В доме, конечно, услышали грузовик – проклятый «фармолл» Харри Тервиллиджера, его двигатель рычал и фыркал во всю длину выхлопной трубы, не обремененной никаким глушителем. Черт, а Мурсы вообще, наверное, в эти ночи спят плохо.
Свет приближался к фасаду дома (кухне), потом к гостиной наверх, к передней, к окну над входом. Я наблюдал за его перемещением, как человек, стоящий у бетонной стены и докуривающий последнюю сигарету, следя за медленно приближающимся огневым взводом. Но даже тогда я еще не до конца осознавал, что уже слишком поздно, пока неровный гул двигателя «фармолла» не замолк, не заскрипели дверцы и не хрустнул гравий под ногами Харри и Брута.
Джон встал и потянул меня за собой. В тусклом свете его лицо казалось оживленным и напряженным. А почему бы и нет? Я, помню, подумал так в тот момент. Почему бы ему не быть напряженным? Он ведь дурак.
Брут и Харри стояли плечом к плечу около кузова, как дети в грозу, и я увидел, что они оба так же напуганы и растеряны, как и я. От этого мне стало еще хуже.
Джон спрыгнул вниз. Хотя для него это был скорее шаг, а не прыжок. Я спрыгнул за ним, жалкий, на негнущихся ногах. Я растянулся бы прямо на холодном гравии, не поймай он меня за плечо.
– Это ошибка, – произнес Брут тихим хриплым голосом. Глаза его были огромные и перепуганные. – Боже Милосердный, Пол, где были наши головы?
– Уже слишком поздно, – сказал я. Я толкнул Коффи в ногу, и он послушно отошел и стал рядом с Харри. Потом я сжал локоть Брута, словно мы были на свидании, и мы вдвоем пошли к крыльцу, где теперь горел свет. – Говорить буду я, понятно?
– Да, – согласился Брут. – Именно это сейчас я только и понимаю.
Я оглянулся через плечо:
– Харри, стой с ним у грузовика, пока не позову. Я не хочу, чтобы Мурс увидел его, пока я не подготовлюсь. – Разве что я не буду готов вообще.
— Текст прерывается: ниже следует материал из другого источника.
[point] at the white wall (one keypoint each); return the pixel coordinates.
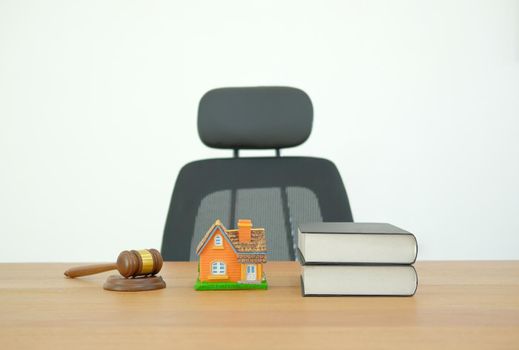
(417, 102)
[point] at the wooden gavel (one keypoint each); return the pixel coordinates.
(130, 263)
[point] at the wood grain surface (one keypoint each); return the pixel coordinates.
(458, 305)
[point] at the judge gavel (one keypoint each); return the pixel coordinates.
(130, 263)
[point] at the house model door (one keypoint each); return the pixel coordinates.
(251, 272)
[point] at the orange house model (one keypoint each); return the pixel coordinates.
(232, 259)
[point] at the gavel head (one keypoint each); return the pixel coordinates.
(133, 263)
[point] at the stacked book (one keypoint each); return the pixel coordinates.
(357, 259)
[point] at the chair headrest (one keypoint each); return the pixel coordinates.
(255, 117)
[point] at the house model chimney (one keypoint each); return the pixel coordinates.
(244, 230)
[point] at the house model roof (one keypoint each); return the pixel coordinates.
(253, 251)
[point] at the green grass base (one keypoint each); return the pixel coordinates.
(199, 285)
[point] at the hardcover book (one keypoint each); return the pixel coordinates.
(356, 243)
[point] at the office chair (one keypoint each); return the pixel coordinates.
(277, 193)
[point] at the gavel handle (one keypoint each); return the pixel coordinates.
(89, 270)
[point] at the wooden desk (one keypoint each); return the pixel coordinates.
(459, 305)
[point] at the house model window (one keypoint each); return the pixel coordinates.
(218, 268)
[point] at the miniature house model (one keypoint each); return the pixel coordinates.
(232, 259)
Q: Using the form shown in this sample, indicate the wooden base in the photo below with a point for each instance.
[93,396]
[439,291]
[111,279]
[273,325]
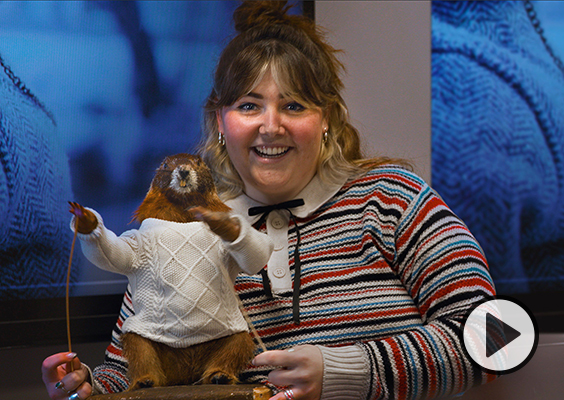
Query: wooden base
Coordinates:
[197,392]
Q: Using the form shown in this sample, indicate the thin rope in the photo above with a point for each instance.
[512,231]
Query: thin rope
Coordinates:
[67,296]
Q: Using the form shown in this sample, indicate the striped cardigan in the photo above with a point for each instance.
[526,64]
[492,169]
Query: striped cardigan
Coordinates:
[387,274]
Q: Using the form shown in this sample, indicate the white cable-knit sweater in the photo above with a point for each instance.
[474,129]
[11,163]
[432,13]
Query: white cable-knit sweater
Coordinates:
[180,295]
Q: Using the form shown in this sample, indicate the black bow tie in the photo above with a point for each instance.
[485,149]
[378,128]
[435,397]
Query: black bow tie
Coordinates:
[265,210]
[280,206]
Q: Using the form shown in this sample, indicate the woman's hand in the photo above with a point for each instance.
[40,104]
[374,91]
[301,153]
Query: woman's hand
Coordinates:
[60,382]
[300,370]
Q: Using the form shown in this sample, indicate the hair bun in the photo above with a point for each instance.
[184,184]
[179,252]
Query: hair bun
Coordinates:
[252,13]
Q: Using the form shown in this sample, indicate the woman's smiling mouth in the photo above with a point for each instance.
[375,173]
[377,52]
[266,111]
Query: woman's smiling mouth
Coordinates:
[271,152]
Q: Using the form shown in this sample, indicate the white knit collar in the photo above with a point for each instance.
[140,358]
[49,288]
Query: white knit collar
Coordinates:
[315,194]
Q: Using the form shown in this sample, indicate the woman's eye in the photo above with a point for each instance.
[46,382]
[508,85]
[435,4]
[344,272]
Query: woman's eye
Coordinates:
[294,106]
[247,107]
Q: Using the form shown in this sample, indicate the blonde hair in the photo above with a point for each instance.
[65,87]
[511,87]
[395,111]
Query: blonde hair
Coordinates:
[304,67]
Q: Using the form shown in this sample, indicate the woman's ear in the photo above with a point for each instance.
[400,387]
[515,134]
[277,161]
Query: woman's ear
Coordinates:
[219,120]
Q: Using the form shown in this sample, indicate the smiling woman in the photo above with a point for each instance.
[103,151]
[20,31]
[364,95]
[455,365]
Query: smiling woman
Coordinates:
[274,141]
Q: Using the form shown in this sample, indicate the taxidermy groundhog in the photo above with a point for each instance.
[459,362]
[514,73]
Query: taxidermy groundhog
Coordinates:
[187,326]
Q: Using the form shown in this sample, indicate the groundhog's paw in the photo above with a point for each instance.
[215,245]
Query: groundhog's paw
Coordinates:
[142,383]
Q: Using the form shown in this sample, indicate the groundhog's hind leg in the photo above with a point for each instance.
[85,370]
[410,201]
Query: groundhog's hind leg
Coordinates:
[227,358]
[145,368]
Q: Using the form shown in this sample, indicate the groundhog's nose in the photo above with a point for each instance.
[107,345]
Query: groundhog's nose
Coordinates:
[183,174]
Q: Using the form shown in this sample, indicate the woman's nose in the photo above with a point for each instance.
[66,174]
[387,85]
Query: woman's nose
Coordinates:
[272,123]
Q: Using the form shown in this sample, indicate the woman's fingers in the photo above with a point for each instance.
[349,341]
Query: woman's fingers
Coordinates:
[300,369]
[63,374]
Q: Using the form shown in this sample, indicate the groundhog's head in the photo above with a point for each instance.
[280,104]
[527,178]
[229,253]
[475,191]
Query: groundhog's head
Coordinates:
[182,181]
[182,175]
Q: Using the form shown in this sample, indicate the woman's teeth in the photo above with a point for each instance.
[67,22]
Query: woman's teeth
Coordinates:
[264,151]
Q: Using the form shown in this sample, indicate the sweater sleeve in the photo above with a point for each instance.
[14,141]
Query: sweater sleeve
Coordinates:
[106,250]
[251,250]
[444,270]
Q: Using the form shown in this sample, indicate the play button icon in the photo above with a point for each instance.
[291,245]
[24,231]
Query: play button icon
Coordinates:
[500,335]
[492,323]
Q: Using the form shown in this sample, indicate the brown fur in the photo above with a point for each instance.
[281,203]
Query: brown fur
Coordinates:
[218,361]
[153,364]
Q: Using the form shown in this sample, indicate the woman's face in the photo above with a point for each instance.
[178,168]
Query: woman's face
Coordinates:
[273,141]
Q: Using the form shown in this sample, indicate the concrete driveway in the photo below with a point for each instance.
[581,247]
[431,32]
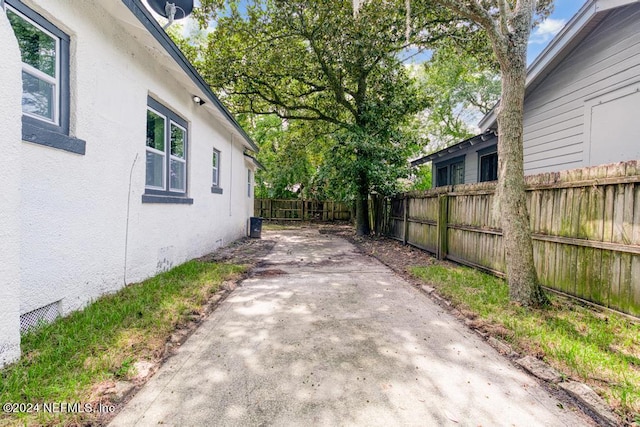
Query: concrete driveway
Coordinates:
[322,335]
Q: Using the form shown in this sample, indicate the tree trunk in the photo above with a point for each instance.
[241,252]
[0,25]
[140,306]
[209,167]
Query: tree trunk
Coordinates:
[524,286]
[362,206]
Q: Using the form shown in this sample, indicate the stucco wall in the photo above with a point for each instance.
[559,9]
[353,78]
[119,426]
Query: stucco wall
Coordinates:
[10,144]
[77,209]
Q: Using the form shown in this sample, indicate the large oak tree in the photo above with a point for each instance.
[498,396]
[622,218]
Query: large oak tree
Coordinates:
[508,24]
[307,60]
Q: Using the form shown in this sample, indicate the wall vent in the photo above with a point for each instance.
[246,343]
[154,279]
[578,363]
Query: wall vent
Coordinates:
[40,316]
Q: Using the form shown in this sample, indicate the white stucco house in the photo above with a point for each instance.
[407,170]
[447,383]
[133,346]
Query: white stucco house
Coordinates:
[118,160]
[581,103]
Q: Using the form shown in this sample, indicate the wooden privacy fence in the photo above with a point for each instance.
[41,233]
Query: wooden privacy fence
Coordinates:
[585,225]
[299,210]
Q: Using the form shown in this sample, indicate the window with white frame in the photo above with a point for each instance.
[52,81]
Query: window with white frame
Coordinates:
[44,50]
[166,156]
[215,176]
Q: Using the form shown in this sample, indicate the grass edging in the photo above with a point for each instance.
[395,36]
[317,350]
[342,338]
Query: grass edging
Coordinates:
[82,357]
[596,347]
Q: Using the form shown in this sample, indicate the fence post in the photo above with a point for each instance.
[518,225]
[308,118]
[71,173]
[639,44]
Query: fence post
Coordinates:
[443,214]
[406,222]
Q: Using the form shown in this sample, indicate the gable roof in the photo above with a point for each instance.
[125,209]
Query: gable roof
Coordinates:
[214,105]
[474,140]
[580,25]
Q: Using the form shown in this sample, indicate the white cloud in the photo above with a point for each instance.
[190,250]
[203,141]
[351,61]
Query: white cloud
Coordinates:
[544,32]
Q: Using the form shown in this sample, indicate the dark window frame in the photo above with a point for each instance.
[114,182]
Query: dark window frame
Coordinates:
[55,135]
[215,187]
[167,195]
[484,153]
[447,166]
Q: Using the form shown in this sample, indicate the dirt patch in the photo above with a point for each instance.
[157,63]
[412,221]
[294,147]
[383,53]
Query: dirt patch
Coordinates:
[268,273]
[400,258]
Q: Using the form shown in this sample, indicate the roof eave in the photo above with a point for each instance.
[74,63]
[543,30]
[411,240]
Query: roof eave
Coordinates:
[555,48]
[146,19]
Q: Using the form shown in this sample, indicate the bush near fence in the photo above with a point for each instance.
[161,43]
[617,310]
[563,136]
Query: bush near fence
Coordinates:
[585,225]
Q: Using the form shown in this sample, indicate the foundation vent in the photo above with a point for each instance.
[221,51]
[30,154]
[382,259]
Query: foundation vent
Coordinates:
[40,316]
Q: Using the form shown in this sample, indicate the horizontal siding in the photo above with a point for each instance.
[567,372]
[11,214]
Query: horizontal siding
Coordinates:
[608,58]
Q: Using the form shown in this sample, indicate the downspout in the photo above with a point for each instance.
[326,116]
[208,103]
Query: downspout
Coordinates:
[231,178]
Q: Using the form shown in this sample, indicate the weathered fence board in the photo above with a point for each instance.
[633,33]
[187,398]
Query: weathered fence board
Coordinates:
[299,210]
[585,227]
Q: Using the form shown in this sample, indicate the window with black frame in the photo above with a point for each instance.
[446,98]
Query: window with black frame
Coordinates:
[44,50]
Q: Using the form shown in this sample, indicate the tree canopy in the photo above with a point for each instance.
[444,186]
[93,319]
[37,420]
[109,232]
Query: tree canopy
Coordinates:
[311,61]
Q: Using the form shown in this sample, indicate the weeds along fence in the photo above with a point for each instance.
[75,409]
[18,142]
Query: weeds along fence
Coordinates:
[585,225]
[302,210]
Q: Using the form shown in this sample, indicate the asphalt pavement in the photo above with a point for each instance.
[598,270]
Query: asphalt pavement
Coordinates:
[321,335]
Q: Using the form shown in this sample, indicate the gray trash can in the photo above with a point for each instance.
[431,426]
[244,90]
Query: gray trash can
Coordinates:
[255,227]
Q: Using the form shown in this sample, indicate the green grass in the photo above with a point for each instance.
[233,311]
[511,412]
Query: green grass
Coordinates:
[64,361]
[598,347]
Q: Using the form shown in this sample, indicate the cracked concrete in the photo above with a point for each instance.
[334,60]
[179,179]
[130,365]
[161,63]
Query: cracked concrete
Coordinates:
[336,338]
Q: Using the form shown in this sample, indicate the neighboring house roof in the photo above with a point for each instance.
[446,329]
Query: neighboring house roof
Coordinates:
[580,25]
[456,147]
[214,105]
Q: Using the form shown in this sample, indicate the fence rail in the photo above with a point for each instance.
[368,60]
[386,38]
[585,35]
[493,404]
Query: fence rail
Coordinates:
[585,226]
[302,210]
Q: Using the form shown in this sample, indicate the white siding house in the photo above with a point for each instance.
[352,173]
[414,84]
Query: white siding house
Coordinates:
[582,98]
[112,171]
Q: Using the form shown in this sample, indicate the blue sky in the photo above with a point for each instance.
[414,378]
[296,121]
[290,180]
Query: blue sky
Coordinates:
[542,35]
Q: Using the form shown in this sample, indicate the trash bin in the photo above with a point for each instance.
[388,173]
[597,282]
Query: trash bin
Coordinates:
[255,227]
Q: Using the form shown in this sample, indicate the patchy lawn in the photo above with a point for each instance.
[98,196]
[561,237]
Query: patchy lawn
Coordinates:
[595,346]
[598,347]
[85,357]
Сейчас я это знал.
Едва мы с Брутом дошли до крыльца, входная дверь резко распахнулась, так что молоточек ударил по пластинке. Перед нами стоял Хэл Мурс в синих пижамных брюках и полосатой футболке, его седые волосы торчали в разные стороны. У этого человека за время службы появилась тысяча врагов, и он знал об этом. Пистолет, который он сжимал в правой руке – известной марки «Нед Бантлайн специал», с ненормально длинным стволом, – этот пистолет, всегда висевший над камином, принадлежавший еще деду, сейчас был направлен отнюдь не в пол, он смотрел прямо на нас (я видел это, ощущая холодок в животе).
– Кого это, черт побери, принесло в полтретьего ночи? – спросил он. В голосе Мурса я не услышал страха. И не заметил, чтобы его трясло. Рука, державшая пистолет, была тверда, как камень. – Отвечайте, а то... – Ствол пистолета начал подниматься.
– Перестань, начальник. – Брут поднял руки вверх ладонями к человеку с пистолетом. Я никогда не слышал, чтобы его голос так звучал, словно дрожание рук Мурса каким-то образом перешло на горло Брутуса Ховелла.
– Это мы! Пол и... это мы!
Брут сделал шаг вперед, так что свет над крыльцом полностью осветил его лицо. Я присоединился к нему. Хэл Мурс смотрел то на одного, то на другого, и его агрессивная решительность уступила место недоумению.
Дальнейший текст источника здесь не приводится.